Jennifer Lopez met backlash for her role as ''Selena''

Actress was accused of being the ''wrong kind'' of Latino

As if seeing Glenn Close, Jeremy Irons, and Marisa Tomei as Latinos in recent films weren’t insulting enough, Puerto Rican-American actress Jennifer Lopez was met with a backlash from a small corner of the Latino community for being the wrong kind of Latina to play slain Tejano singer Selena. ”I know a few people were protesting, but in Corpus [Christi, Tex., Selena’s hometown] everyone has been really supportive,” Lopez insists. Selena director Gregory Nava (Mi Familia) admits: ”It was a little hurtful. [The protesters] should be celebrating that we have an all-Latino cast and that Jennifer Lopez, one of our own, is becoming a star.”

Lopez, 25, currently in Jack as angelic fifth-grade teacher Miss Marquez (a part originally written as a 35-year-old Anglo named Miss Wargo), endured a grueling Selena screen test that Nava remembers included ”nine minutes of singing and dancing and eight pages of script.” (Lopez will lip-synch over Selena’s songs in the film.) But nothing could have prepared her for the hype attached to her million-dollar salary. ”There are so many other beautiful things to focus on,” Lopez says. ”Selena did so much in her short life.”

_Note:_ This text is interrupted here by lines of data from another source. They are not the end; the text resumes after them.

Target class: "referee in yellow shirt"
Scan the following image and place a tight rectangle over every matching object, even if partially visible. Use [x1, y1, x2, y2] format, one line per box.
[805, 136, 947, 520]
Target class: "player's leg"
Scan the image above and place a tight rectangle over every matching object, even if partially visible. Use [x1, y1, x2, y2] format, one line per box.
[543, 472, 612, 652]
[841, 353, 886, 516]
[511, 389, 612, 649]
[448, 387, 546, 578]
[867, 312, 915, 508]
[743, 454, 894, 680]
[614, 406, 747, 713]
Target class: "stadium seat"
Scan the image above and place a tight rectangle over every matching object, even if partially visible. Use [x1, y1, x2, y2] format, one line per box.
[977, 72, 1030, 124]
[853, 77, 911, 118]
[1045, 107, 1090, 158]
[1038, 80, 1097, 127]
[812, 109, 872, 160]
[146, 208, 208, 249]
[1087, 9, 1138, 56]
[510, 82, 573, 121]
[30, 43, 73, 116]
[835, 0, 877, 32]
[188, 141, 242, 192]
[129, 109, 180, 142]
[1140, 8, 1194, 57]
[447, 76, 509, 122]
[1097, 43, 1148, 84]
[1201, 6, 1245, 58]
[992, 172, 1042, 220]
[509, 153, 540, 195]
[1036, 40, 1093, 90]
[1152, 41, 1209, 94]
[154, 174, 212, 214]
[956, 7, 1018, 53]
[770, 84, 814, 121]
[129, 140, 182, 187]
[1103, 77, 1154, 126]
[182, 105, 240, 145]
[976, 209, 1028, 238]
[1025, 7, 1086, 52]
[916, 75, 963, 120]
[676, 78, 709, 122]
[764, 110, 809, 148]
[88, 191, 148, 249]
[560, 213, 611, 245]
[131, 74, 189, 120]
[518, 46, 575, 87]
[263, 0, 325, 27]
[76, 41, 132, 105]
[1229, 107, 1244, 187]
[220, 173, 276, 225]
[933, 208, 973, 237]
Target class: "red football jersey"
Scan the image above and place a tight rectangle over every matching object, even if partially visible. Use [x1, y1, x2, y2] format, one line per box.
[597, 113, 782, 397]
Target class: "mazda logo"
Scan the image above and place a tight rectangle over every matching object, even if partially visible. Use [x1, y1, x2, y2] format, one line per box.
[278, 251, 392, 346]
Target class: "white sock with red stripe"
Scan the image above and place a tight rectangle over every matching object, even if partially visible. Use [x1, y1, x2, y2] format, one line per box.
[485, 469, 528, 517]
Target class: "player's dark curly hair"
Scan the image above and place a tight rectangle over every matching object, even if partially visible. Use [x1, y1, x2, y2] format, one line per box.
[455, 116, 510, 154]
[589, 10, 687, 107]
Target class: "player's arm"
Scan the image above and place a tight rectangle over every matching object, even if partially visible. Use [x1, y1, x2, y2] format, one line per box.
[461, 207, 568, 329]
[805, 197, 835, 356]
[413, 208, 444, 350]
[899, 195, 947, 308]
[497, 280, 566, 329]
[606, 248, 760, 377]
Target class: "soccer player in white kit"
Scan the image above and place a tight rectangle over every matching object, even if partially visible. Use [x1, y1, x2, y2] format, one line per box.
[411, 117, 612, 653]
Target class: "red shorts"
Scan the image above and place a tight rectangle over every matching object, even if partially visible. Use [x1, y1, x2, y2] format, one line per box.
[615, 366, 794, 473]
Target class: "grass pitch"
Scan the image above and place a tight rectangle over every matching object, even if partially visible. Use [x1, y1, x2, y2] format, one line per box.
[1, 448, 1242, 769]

It is Selena’s life, and not her sudden death, that Nava intends to document in the film, due early next year. ”I don’t want to attend to [her murder],” he says. ”We treat it at a distance.” Until Selena begins filming at the end of the month, Lopez is perfecting Selena’s dialect and studying performance footage of the pop sensation. ”This is someone who’s fresh in the public’s mind,” Lopez reasons. ”So you need to do your homework on this gig.”